When my thought turned in that direction, it saw her well and not
necessarily unhappy. Time passed. For reasons, I ceased to write home,
and again for reasons I obliterated paths by which I might be reached.
For months I heard nothing, as I said nothing. I was on the very eve
of quitting Paris, under careful disguise, to go into Scotland. Came
suddenly your challenge--and still, though I knew that to you at least
our relations must have been discovered, I knew no more than that! I
did not know that she was dead.... I could not stay to fight you then.
I left you to brand me as you pleased in your mind."
"I had already branded you."
"Later, I saw that you had. Perhaps then I did not wonder. In
September--almost a year from that Christmas Eve--I yet did not know.

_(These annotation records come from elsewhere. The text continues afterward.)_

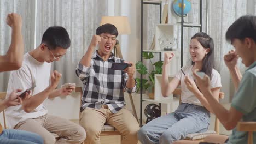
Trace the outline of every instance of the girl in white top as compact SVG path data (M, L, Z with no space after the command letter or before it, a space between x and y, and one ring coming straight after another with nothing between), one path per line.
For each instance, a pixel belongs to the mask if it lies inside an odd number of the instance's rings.
M162 94L167 97L181 86L182 104L175 112L156 118L138 131L142 143L172 143L185 138L187 135L203 132L208 129L210 112L212 110L208 102L197 88L192 71L198 69L211 77L211 90L218 99L221 85L220 75L213 69L213 39L205 33L192 37L189 45L192 64L183 67L170 82L168 79L169 62L174 56L173 52L165 53L161 82Z

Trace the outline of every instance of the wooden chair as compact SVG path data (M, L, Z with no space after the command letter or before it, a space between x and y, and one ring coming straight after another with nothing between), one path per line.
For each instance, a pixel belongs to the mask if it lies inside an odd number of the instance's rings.
M176 88L173 92L173 94L178 95L180 96L180 104L181 103L181 92L182 91L181 88ZM224 93L220 92L219 94L219 99L223 99L224 98ZM187 135L185 140L202 141L203 140L205 137L206 137L206 136L213 134L219 134L219 121L217 117L215 117L214 131L208 130L207 131L203 133L190 134Z
M238 122L237 129L238 131L248 131L247 143L253 143L253 131L256 131L256 122Z
M6 98L6 92L0 92L0 100L4 100ZM4 110L2 111L3 112L3 117L4 119L4 129L7 129L6 127L6 121L5 121L5 113L4 113Z

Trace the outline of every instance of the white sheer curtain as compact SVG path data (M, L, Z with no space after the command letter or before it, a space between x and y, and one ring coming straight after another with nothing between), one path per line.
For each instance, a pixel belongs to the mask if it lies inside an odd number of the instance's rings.
M75 69L84 55L92 36L100 26L102 16L107 15L108 1L48 0L38 1L36 45L41 43L43 32L52 26L61 26L69 34L71 46L59 62L54 62L53 69L62 74L60 83L79 83Z
M171 3L173 0L169 0L169 9ZM203 15L202 15L202 31L206 32L206 1L203 1ZM246 14L254 14L255 11L256 1L240 1L240 0L217 0L208 1L208 34L213 38L214 41L214 55L216 61L215 69L219 71L222 76L222 82L223 85L222 90L225 93L226 97L224 98L224 101L229 101L234 95L234 87L231 81L229 73L223 61L224 55L228 51L231 50L232 46L228 44L225 39L225 32L229 26L239 17ZM188 22L193 23L199 22L199 10L200 9L199 0L191 0L192 10L185 18ZM172 10L169 9L169 11ZM144 49L149 49L150 44L153 39L156 25L159 23L159 7L155 5L146 5L144 7L143 19L143 45ZM172 23L172 19L174 19L173 14L168 14L168 23ZM183 65L189 64L190 56L188 52L189 44L191 37L199 32L196 28L184 28L184 43L183 43ZM181 29L177 28L177 47L180 49L181 46ZM158 60L158 59L156 59ZM242 72L243 72L246 68L239 62L239 67Z
M32 20L34 13L33 1L1 0L0 1L0 55L4 55L9 49L11 38L11 28L6 24L8 14L16 13L22 18L22 35L25 43L25 52L33 49L33 22ZM9 80L9 72L0 73L0 91L6 91Z

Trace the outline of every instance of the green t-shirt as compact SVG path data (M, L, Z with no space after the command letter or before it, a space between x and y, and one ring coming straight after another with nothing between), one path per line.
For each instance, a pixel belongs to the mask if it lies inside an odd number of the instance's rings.
M243 114L243 122L256 121L256 62L249 67L243 75L231 106ZM232 130L228 143L247 143L248 133ZM256 133L253 133L253 143Z

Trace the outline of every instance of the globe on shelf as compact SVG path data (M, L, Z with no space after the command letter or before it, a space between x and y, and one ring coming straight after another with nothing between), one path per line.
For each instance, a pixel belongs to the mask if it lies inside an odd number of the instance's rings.
M163 33L158 38L158 41L164 51L176 50L173 46L176 44L176 39L172 38L171 35Z
M192 4L189 0L183 0L183 16L187 16L190 11ZM175 0L172 4L172 9L175 14L179 17L182 16L182 0Z

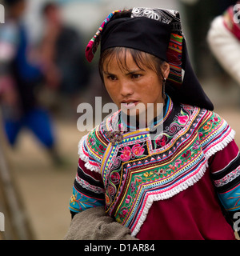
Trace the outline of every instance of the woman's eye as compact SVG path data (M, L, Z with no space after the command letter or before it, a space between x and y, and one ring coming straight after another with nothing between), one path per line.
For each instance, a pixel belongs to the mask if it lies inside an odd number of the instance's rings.
M137 79L137 78L139 78L140 77L141 77L141 74L132 74L133 79Z
M117 78L114 75L109 75L107 78L112 81L117 80Z

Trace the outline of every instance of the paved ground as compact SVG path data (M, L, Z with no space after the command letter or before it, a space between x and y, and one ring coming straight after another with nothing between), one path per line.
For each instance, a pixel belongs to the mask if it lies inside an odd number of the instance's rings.
M236 130L236 142L240 146L238 89L220 89L207 86L215 111ZM62 239L70 222L68 202L77 170L78 143L82 134L78 130L76 122L56 121L55 126L58 149L66 161L62 166L54 167L42 147L26 132L22 134L18 147L8 150L37 239Z

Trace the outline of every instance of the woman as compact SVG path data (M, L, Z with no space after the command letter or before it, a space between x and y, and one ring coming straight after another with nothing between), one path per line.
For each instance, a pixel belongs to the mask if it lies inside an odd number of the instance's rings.
M122 110L79 142L73 222L78 216L90 225L83 216L103 206L138 239L235 239L226 221L234 221L240 207L234 132L211 111L189 61L178 13L113 12L86 48L90 62L99 42L101 77Z

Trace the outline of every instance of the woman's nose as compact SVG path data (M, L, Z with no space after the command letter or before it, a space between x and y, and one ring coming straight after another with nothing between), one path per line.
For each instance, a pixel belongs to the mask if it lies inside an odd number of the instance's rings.
M120 81L120 94L122 96L132 95L134 92L134 87L130 82L126 80Z

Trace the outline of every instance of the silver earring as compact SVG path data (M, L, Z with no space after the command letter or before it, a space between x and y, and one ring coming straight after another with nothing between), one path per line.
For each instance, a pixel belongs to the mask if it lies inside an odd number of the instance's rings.
M165 94L165 85L166 85L166 78L163 78L162 79L162 98L165 99L166 94Z

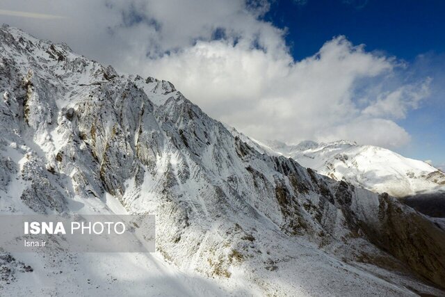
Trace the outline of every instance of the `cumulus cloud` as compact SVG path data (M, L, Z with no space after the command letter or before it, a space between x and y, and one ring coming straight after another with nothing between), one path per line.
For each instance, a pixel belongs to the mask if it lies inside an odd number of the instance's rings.
M406 81L396 58L344 36L294 61L286 29L262 18L267 1L3 2L65 18L3 22L118 70L168 79L210 115L259 139L403 145L410 135L396 120L428 96L430 79Z

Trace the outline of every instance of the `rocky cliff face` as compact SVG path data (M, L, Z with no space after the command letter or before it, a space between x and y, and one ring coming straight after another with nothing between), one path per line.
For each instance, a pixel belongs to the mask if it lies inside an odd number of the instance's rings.
M261 154L168 81L10 27L0 49L2 213L154 214L156 255L215 294L443 294L445 232L395 199Z

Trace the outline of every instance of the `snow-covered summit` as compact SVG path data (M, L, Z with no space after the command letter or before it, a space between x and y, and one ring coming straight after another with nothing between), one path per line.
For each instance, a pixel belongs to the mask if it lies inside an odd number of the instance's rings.
M156 223L150 255L6 250L1 295L443 294L439 224L260 152L170 83L2 27L0 95L0 213Z
M336 180L396 197L445 191L445 174L426 162L373 145L348 141L296 145L266 142L263 148L291 157Z

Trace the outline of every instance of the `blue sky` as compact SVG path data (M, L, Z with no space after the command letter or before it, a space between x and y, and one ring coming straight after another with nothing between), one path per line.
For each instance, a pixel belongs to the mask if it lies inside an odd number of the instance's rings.
M168 80L254 138L348 139L439 165L444 16L439 0L0 3L0 23L121 72Z
M368 51L405 61L410 75L432 77L430 96L398 122L412 141L396 150L445 164L445 1L277 0L265 18L287 28L296 60L344 35Z

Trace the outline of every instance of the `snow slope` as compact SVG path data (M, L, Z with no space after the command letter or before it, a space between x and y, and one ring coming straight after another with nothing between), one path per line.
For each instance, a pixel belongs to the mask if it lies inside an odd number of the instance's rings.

Then, in Edinburgh, I came upon Mr. Wotherspoon. He told me.... I had
no wicked intent toward Elspeth Barrow--none according to my canon,
which has been that of the natural man. We met by accident. We loved
at once and deeply. She had in her an elf queen! But at last the human
must have darkened and beset her. Had I known of those fears, those
dangers, I might have turned homeward from France and every shining
scheme...."
"Ah no, you would not--"
"... If I would not, then certainly I should have written to Jarvis
Barrow and to others, acknowledging my part--"
"Perhaps you would have done that. Perhaps not. You might have found
reasons of obligation for not doing so. 'Loved deeply'! You never
loved her deeply! You have loved nothing deeply save yourself!"